Cells in the old medium from each condition were harvested by
centrifugation, counted, and further characterized. We connected
two identical bioreactor modules in parallel for these experiments.
At 7 days, growth factors were changed to IL-6, IL-9, SCF, TPO, and
SU6656, a Src kinase inhibitor. We used a modification of the
method described by Gandhi et at for 2D culture [11]. We replaced
IL-3 with IL-9 based on the work of Cortin et al, who carefully
compared a large number of cytokine combinations for their
megakaryocyte and platelet production potential, and that of Fujiki
et at [30, 31]. In three identical experiments, in tissue culture
wells (2D), 2.3, 1.8, and 1.7.times.10.sup.6 morphologic platelets
were produced from day 12 to 25; in 3D scaffolds in wells (with a
total of 6 disks per experiment), 10, 6.9, and 9.3.times.10.sup.6
from day 12 to 37; and in 3D scaffolds in the modular perfusion
bioreactor, 31, 31, and 36.times.10.sup.6 from day 8 to day 40
(FIG. 1B). When normalized to number of platelets produced per CD34
positively-selected expanded cord blood cell, the 3D bioreactor
produced statistically significantly higher yield per starting cell
compared to either 2D or 3D production in wells.

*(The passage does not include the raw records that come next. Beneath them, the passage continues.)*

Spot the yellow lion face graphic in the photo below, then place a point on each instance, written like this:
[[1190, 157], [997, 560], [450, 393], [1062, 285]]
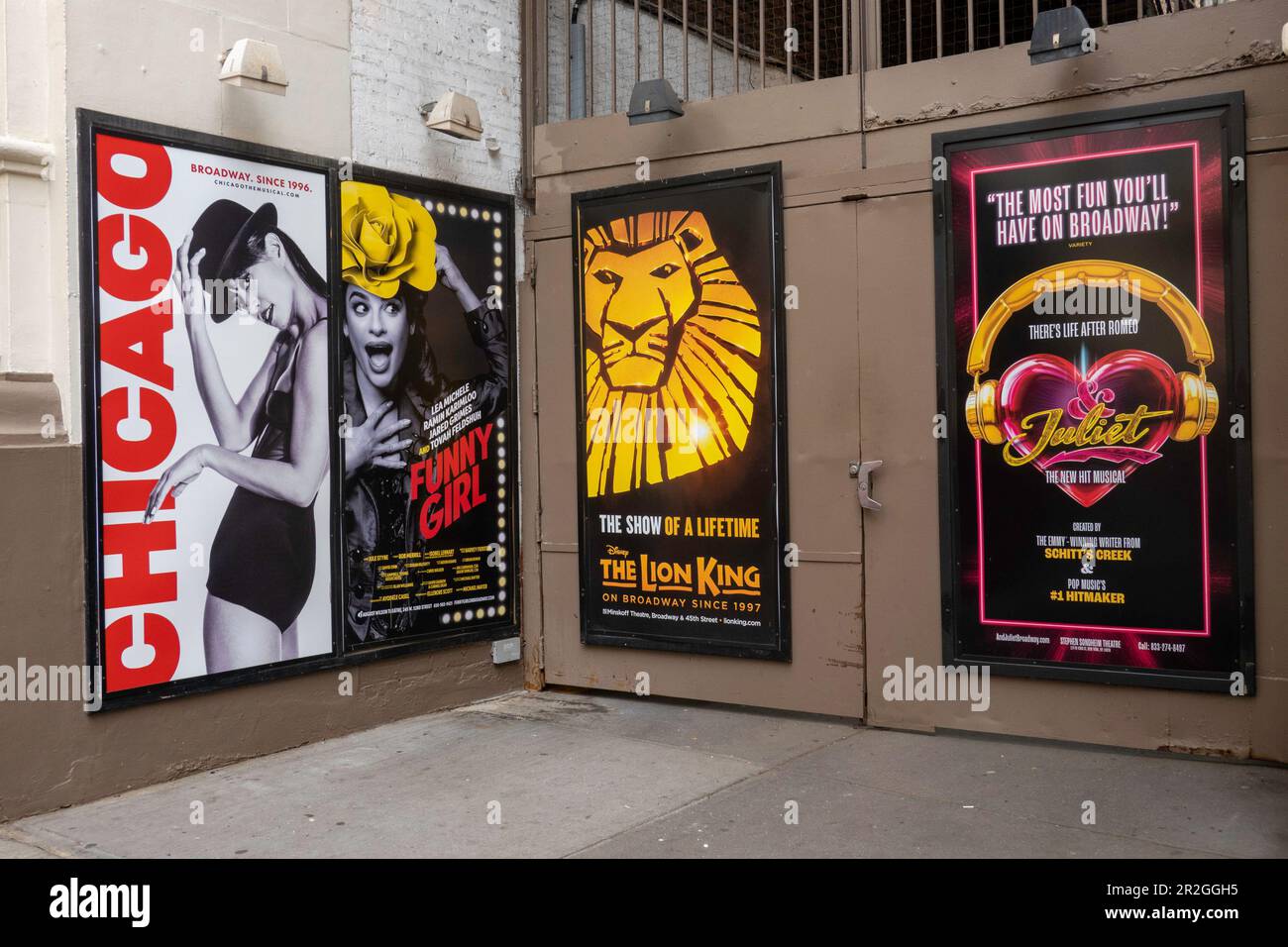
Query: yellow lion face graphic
[[671, 343]]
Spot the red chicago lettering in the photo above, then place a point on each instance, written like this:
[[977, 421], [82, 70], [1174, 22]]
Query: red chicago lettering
[[133, 192], [146, 239], [138, 583], [136, 457], [158, 633], [145, 329]]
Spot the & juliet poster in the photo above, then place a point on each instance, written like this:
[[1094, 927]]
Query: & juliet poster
[[1094, 357]]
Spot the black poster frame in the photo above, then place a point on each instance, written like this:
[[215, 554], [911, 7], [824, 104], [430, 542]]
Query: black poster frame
[[90, 123], [490, 630], [1229, 110], [601, 635]]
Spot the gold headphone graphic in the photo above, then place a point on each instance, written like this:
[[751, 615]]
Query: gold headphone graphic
[[1199, 402]]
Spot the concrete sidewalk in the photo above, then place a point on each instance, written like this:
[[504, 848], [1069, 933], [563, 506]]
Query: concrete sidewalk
[[609, 776]]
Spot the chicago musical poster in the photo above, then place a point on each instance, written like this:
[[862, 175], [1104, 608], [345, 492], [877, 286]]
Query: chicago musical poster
[[682, 415], [428, 390], [1094, 355], [209, 438]]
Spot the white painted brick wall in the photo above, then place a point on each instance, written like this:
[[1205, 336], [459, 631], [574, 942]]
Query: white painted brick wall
[[673, 56], [407, 53]]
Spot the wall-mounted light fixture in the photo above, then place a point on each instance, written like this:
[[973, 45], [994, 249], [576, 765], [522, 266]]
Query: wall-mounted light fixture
[[455, 115], [254, 64], [653, 99], [1057, 35]]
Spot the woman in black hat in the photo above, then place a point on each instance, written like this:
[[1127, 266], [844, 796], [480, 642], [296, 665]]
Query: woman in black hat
[[263, 557]]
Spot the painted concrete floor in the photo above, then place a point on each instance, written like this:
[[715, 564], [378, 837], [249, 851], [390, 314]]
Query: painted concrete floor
[[557, 775]]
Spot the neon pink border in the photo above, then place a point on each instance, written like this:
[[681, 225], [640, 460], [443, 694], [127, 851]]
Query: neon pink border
[[979, 492]]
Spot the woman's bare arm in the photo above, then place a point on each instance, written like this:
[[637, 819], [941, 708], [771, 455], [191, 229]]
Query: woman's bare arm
[[292, 480], [235, 421]]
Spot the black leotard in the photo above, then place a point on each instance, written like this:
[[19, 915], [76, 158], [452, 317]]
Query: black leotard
[[266, 551]]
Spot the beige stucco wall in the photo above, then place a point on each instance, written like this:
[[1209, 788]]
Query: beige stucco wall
[[861, 249]]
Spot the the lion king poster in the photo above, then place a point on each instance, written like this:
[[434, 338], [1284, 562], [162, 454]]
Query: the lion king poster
[[682, 476]]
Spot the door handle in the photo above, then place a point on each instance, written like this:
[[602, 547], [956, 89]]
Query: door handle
[[863, 474]]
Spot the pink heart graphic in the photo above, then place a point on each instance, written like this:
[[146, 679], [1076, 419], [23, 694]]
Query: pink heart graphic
[[1121, 380]]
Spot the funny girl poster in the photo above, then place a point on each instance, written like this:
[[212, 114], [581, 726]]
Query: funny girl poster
[[682, 415], [426, 384], [209, 440], [1094, 355]]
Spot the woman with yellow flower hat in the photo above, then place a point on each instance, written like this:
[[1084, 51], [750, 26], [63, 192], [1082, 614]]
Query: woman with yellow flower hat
[[389, 262]]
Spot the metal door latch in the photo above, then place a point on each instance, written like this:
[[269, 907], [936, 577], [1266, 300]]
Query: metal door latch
[[863, 474]]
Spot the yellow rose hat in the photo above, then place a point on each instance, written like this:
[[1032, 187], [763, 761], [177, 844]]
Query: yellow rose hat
[[385, 240]]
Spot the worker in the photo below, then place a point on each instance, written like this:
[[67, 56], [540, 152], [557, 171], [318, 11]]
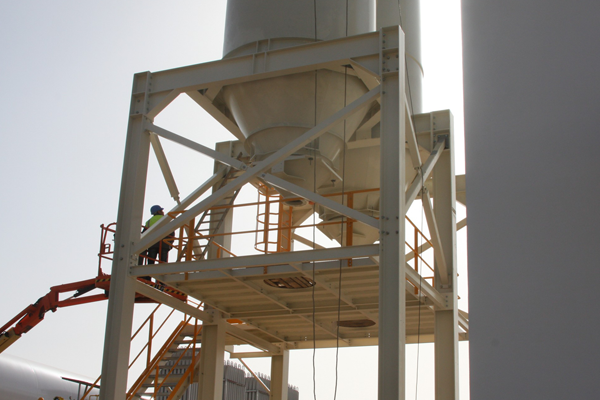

Platelet Production Scale-Up
[0045] When we increased the dose of IL-6 and added IL-11 we found
a considerable increase in length of platelet production and
numbers produced daily (Table 1 and FIG. 1D). For this experiment
we used 6 million CD34 positively-selected cord cells that had been
expanded in brief liquid culture, putting 2 million cells in each
of three bioreactor modules (Table 1). Even considering the
increased starting numbers over the previous experiments, the
number of platelets produced per day was increased dramatically
over the previously-used cytokine combination. Approximately twice
the number of putative platelets per expanded CD34
positively-selected cell that we observed with Src differentiation
medium was produced.
Platelet Evaluation
[0046] Compound microscopy of Wright-stained smears and Cytospins
showed a heterogeneous mixture of normal and atypically-shaped and
-sized platelets (FIG. 1E). TEMs showed the presence of alpha and
dense granules, mitochondria, open cannicular elements, and
circumferential microtubules similar to that seen with concurrent
fresh cord blood platelets, although there were somewhat more
microparticles, ghosts, and abnormally-shaped and -sized platelets,
with some degranulation. Serial flow cytometry in one experiment
showed decreasing contamination of CD41 negative particles as CD41
positive small particles increased (FIG. 1C). The day 7 results for
the platelet differentiation medium and the control medium were
identical, as expected. At 14 days, a large population of small
(low forward scatter) CD41 positive particles were recorded in the
sample from the differentiation bioreactor; these were presumably
platelets. There was also a significant population of small
particles that were not CD41 positive, probably cellular debris.
This debris almost disappeared at the day 21 and day 28 time
points, while the small-sized CD41 positive population
persisted.
[0047] The platelets collected aggregated in response to thrombin,
as did neonatal control platelets. We analyzed the platelets for
CD62 and CD 63 expression before and after thrombin exposure, and
compared this to neonatal platelets harvested from cord blood
within 24 hours of delivery, using flow cytometry (FIG. 1F). The
bioreactor-produced platelets showed considerable CD62 and CD63
activation above that seen with cord blood platelets. Thrombin
activation increased the expression of both markers of platelet
activation above the baseline expression.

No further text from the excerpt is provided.